The inspector laughed. “Well,” he said, “it all seems a bit of a puzzle. It seems to me the next thing is to find out whether either of them had any special reason for murdering the other. If you agree, I shall work up the antecedents of the case, and do a little research into the family history.”
“Yes, that’s probably the best we can do for the present. But spread the net wide. Find out all you can about the whole family and the servants—every one who is known to have been in the house last night—every one who could have any reason for desiring the death of either or both of the murdered men.”
“I suppose one of them must have murdered the other,” said the inspector reflectively.
“I see no sufficient reason for thinking that,” replied his superior. “It looks to me more like a very carefully planned affair, worked out by some third party. But we mustn’t take anything for granted. Your immediate job is certainly to follow up the clues you have found. Even if they do not lead where we expect them to lead, they will probably lead somewhere. A deliberately laid false clue is often just as useful as an ordinary straightforward clue in the long run.”
“Oh, I’ll keep my eyes open,” said the inspector, “and as there is a third party involved in any case, it’s worth remembering that he could not easily have got into the house after midnight at the latest, and I’m blest if I see how he could have got out of it and left all the doors properly fastened unless he had an accomplice inside.”
“That is certainly a point. Every one who slept in the house is certainly worth watching. What about the men-servants?”
“Only two—Morgan and Winter—sleep in the house. Morgan says he came back about 11.30, after spending the evening with friends in Hammersmith. He and Winter went up to their rooms together soon after. Morgan’s room can only be reached through Winter’s. Winter says he lay awake for some hours—he is a bad sleeper—and heard Morgan snoring in the next room all the time. He did not go to sleep until after he had heard two o’clock strike. He says he is a light sleeper, and Morgan could not have passed through his room without waking him.”
“That seems to clear Morgan, if Winter is speaking the truth. What about Winter himself? A good deal seems to turn on his testimony.”
“Winter is a very old servant. He has been in the family since he was a boy. He doesn’t strike me as at all the kind of man to be mixed up in an affair of this sort. Morgan is rather a sly fellow—much more the sort of man one would be inclined to suspect.”
“You are probably right; but we must not let Winter off too easily. Suppose it is true that one of these two men did kill the other. Isn’t an old devoted family servant, if he saw the crime, just the man to take his revenge? There have been many crimes with far less strong a motive.”
“I will certainly have Winter watched, and Morgan too. But I’m not at all hopeful.

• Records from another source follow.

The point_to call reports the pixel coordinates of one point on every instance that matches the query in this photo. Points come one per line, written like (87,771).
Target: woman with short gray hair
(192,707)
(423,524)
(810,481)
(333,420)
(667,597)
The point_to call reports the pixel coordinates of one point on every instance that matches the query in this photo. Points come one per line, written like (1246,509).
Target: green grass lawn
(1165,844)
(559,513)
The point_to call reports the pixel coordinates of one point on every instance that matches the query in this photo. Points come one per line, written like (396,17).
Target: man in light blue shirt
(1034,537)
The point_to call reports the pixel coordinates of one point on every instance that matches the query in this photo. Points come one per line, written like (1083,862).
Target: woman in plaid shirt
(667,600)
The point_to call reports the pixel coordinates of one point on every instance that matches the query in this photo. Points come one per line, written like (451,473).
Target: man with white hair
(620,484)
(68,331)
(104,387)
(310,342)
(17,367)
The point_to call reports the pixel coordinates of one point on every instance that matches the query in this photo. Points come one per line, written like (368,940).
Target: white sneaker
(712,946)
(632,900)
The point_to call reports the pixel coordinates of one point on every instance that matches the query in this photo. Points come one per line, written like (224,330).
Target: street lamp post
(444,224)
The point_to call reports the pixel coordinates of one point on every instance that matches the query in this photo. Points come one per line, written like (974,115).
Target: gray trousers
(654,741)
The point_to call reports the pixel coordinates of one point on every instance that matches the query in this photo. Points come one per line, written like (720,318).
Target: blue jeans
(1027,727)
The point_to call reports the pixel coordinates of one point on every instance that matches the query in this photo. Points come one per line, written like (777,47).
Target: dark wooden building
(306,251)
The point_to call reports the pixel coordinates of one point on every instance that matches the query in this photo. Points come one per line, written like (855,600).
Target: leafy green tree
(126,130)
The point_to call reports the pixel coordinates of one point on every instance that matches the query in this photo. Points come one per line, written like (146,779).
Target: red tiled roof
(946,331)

It’s too well planned to be a sudden crime, and I’m sure Winter’s not the man for a high-class job of this sort.”
“Do the best you can, and keep me fully informed about the case. If I have a brain-wave, I’ll let you know. At present I can’t see light any more than you.”
With that unsatisfactory conclusion the two detectives parted. Superintendent Wilson, left alone, walked quickly up and down the room, chuckling to himself, and every now and then marking off a point on his fingers, or pausing in his walk to examine one of the clues which the inspector had left in his keeping. He appeared to find it a fascinating case.